Give up typing and get out your pink sparkly gel pens, Picasso. OK, maybe the typing isn’t going so well, and everybody at the table knows it. Fine. Put the computer away and take out your notebook. (You carry a notebook, right? Carry a frigging notebook. And a pen or five.) There’s something about having your hand on paper, dragging your chicken scrawl across it, that seems a little closer to the words and a little removed from whatever is happening in that growing Word file you’ve got going on. Does your notebook have lines? Ignore them. I buy the quadrille notebooks, the ones that are filled with what looks like graphing paper. Graphing paper means precision, right? Nope, those are just more lines to ignore. Draw pictures, draw parallels between ideas, doodle, play the what-if game, whatever works. When you’re ready to rock and roll, go back to where you write best.

Read a book once in a while, Einstein. Mystery/thriller writer Hank Phillippi Ryan once quipped that to get everything done that she does, first she gave up sleeping, and then she gave up eating. She meant cooking; she still eats. But the first thing to go for me and a lot of writers I know isn’t sleep—it’s reading. The very thing that led us into the writing business in the first place, and we’re letting it fall by the wayside. All those spare moments we used to use for the paperback in our purse are now dog-earred for idea generation, jotting down notes, or maybe getting through that scene we’ve been working on this week. We don’t waste those moments. We can’t. But reading isn’t a waste of time, ever. It’s a pleasure, and a great reminder of how a book can work on us and for us. If we didn’t believe that, we wouldn’t be trying to write one. Give yourself permission to keep up in your genre or to grab something off the shelf that has nothing to do with your current project. Remind yourself, even if your inner critic won’t, that stories are worth the trouble they take. Getting the words down, in fact, is worth handing the entire breadbasket over to your inner critic and telling her to shove it.
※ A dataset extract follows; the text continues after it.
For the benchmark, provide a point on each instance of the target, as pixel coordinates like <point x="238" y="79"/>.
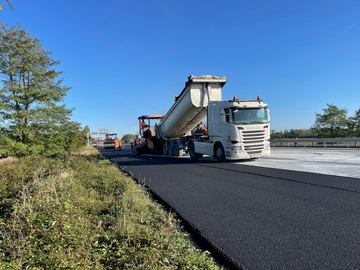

What do you do to shush your inner critic?

Author: Lori Rader-Day

Lori Rader-Day is the author of the mystery THE BLACK HOUR (Seventh Street Books, July 2014). She grew up in central Indiana, but now lives in Chicago with her husband and very spoiled dog.

11 Replies to “How to Get Your Inner Critic to Zip It”

  1. I LOVE a good gel pen and the more colors the better. Great suggestions and those I live by religiously. I like your point about reading. I don’t understand why writers give it up. It isn’t just books we love for the sake of stories, it’s keeping up with what is selling in our genre and others, and, most importantly, it’s a tool to understanding how craft works which helps us expand our own. I can’t tell you how much I’ve learned simply by reading. I still cram it in every single night before bed, even if it’s 15 minutes and my eyes are drooping. Great post!

  2. “Writing doesn’t always feel like rainbows are shooting out of your fingers. Just keep typing.”

    Absolutely true. And sometimes it feels exactly like that and it’s not really that great after all. When you’re standing close enough to the canvas to paint on it, you can’t be sure what it will look like from across the room.

    Oh, and I agree about pens and paper. It is a much more pleasurable experience for the fingers than tap-tap-tap on the keyboard.

  3. I agree with Susan…I love your sense of humor, Lori.

    Like you, I find my inner critic is more likely to keep quiet when I’m writing by hand. I don’t know why that is, but just last night I was working on the rough draft of a short story by hand. I think because I know that when I do transcribe it from a journal to the computer, I’ll edit anyways, so that gives me permission to get a really, really rough draft down.

    1. That’s a good point, Natalia. I think I am freer on paper than I am on the computer sometimes, at least at the beginning of my writing time, or if I’m out of practice. Once I’m back into the story, though, I write much faster on the computer, and that’s where I loosen up. Weird, right?

  4. This is great, Lori! I wish I could get my inner critic to zip it. Wine certainly helps shut down my inner critic, but I don’t want to be going too far down THAT track. Hello again, Hemingway.